- White-Indian Contact Site also known as Fort Davy Crockett
- U.S. National Register of Historic Places
- Colorado State Register of Historic Properties No. 5MF605
- Location: Browns Park National Wildlife Refuge, Moffat County, Colorado
- Coordinates: 40°47′10.25″N 108°53′39.83″W﻿ / ﻿40.7861806°N 108.8943972°W
- NRHP reference No.: 77001561
- Added to NRHP: March 8, 1977

= Fort Davy Crockett =

Fort Davy Crockett, also called Fort Misery, was a trading post of the late 1830s and early 1840s. The site is located within Browns Park National Wildlife Refuge in Moffat County, Colorado. Unlike most trading posts within the confines of the current state of Colorado, Fort Davy Crockett was located west of the Rocky Mountains in what is now northwestern Colorado. (Note: It is described as being on the Green River and Vermillion Creek in the Brown's Hole area. It is also described as being off of Highway 318 and about one mile northwest of Ladore School, also known as Ladore Hall (40.7802399,-108.8950827). Green River has changed its course over the years, making finding the exact location difficult.)

A site listed on the National Register of Historic Places as White-Indian Contact Site, is apparently this Fort Davy Crockett. It is historically significant due to the contact of European Americans and Native Americans when the trading post was established in the 1830s. Brown's Hole continued to be a rendezvous point for fur trappers and traders when the fort was abandoned.

==Fort and trading post==
The trading post was established between 1832 and 1837 by Phillip Thompson, Prewitt Sinclair, and William Craig. Made of adobe and cottonwood, it was described as a "hollow square of one story cabins, with roofs and floors of mud... Around these were found conical skin lodges of the squaws of the white trappers, who were away on their fall hunt. Here also were the lodges of Mr. Robinson, a trader." Due to "deplorable living conditions", some trappers called it Fort Misery or Fort de Misère. Kit Carson and other mountain men stayed at the trading post, which served many purposes. It was a place to trade furs for money or supplies, a social center, a tavern, and a lodge.

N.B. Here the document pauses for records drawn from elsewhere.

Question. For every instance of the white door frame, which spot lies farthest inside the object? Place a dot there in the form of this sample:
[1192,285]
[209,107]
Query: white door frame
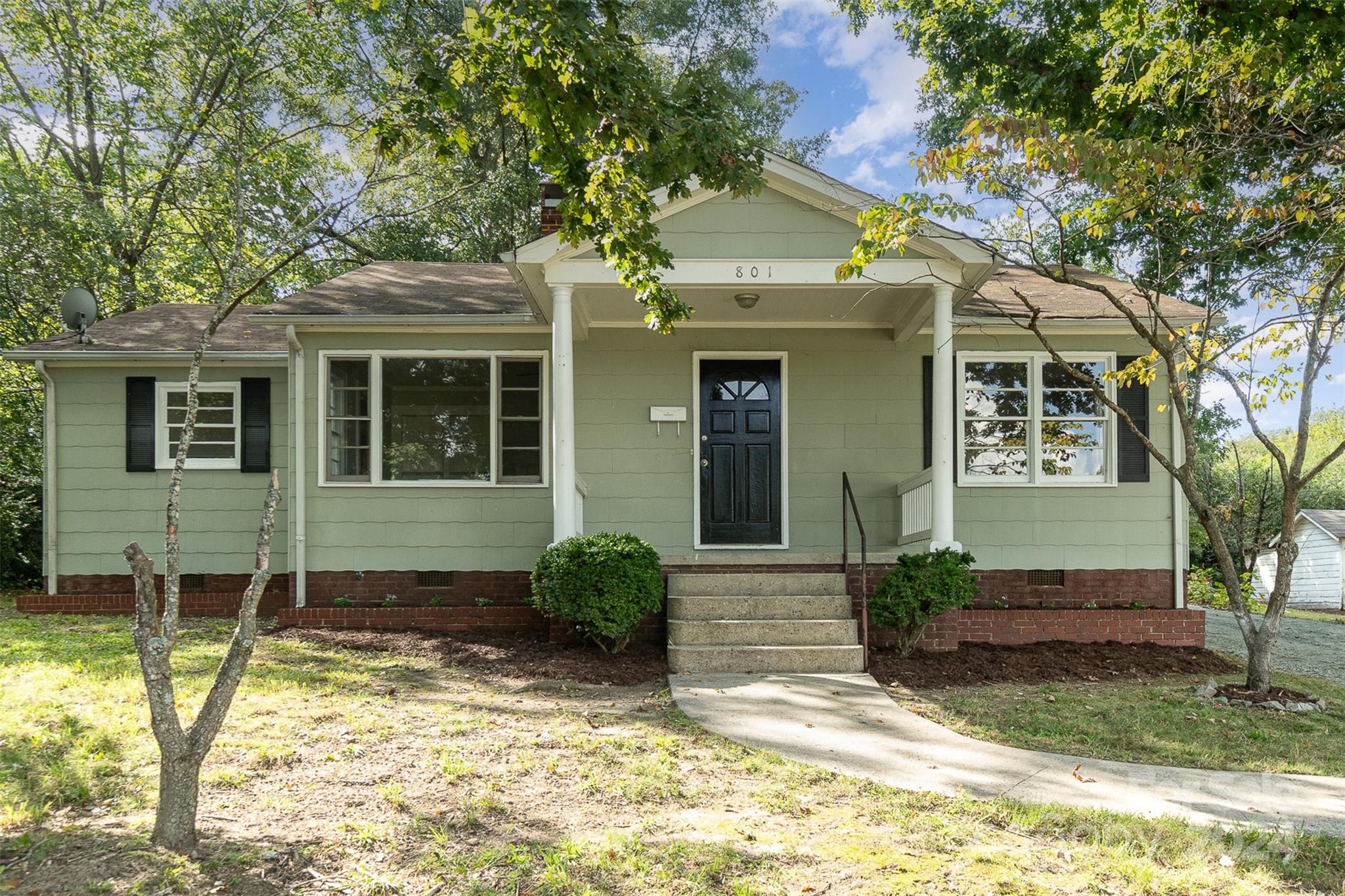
[785,449]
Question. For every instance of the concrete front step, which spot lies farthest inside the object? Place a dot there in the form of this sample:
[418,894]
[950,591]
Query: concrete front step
[817,633]
[685,660]
[825,606]
[709,585]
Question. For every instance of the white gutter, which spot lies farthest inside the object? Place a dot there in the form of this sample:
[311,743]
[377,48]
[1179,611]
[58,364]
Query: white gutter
[49,475]
[167,355]
[299,476]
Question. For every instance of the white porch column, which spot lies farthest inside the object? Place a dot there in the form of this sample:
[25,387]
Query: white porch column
[943,422]
[563,414]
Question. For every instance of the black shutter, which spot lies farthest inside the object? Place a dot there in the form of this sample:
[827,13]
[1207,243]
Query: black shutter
[927,410]
[141,423]
[1133,461]
[255,417]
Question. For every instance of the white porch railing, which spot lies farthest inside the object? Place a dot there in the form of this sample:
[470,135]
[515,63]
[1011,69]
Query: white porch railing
[916,498]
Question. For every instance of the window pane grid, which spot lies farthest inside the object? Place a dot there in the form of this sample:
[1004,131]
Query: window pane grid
[215,435]
[1025,418]
[468,419]
[996,419]
[349,423]
[519,421]
[1072,430]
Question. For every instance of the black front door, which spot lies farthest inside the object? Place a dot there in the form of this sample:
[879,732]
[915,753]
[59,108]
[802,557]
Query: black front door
[740,452]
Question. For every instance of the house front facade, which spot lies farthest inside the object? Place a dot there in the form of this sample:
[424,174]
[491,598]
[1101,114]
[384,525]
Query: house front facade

By the winter of 1839, however, inhabitants were starving and resorted to purchasing dogs from Native Americans for meat. This was verified following an archaeological survey that found dog bones at the site. After a reduced demand for beaver fur, the trading post was abandoned by 1844. A historical marker is located at Lodore School, or Lodore Hall, in the wildlife refuge.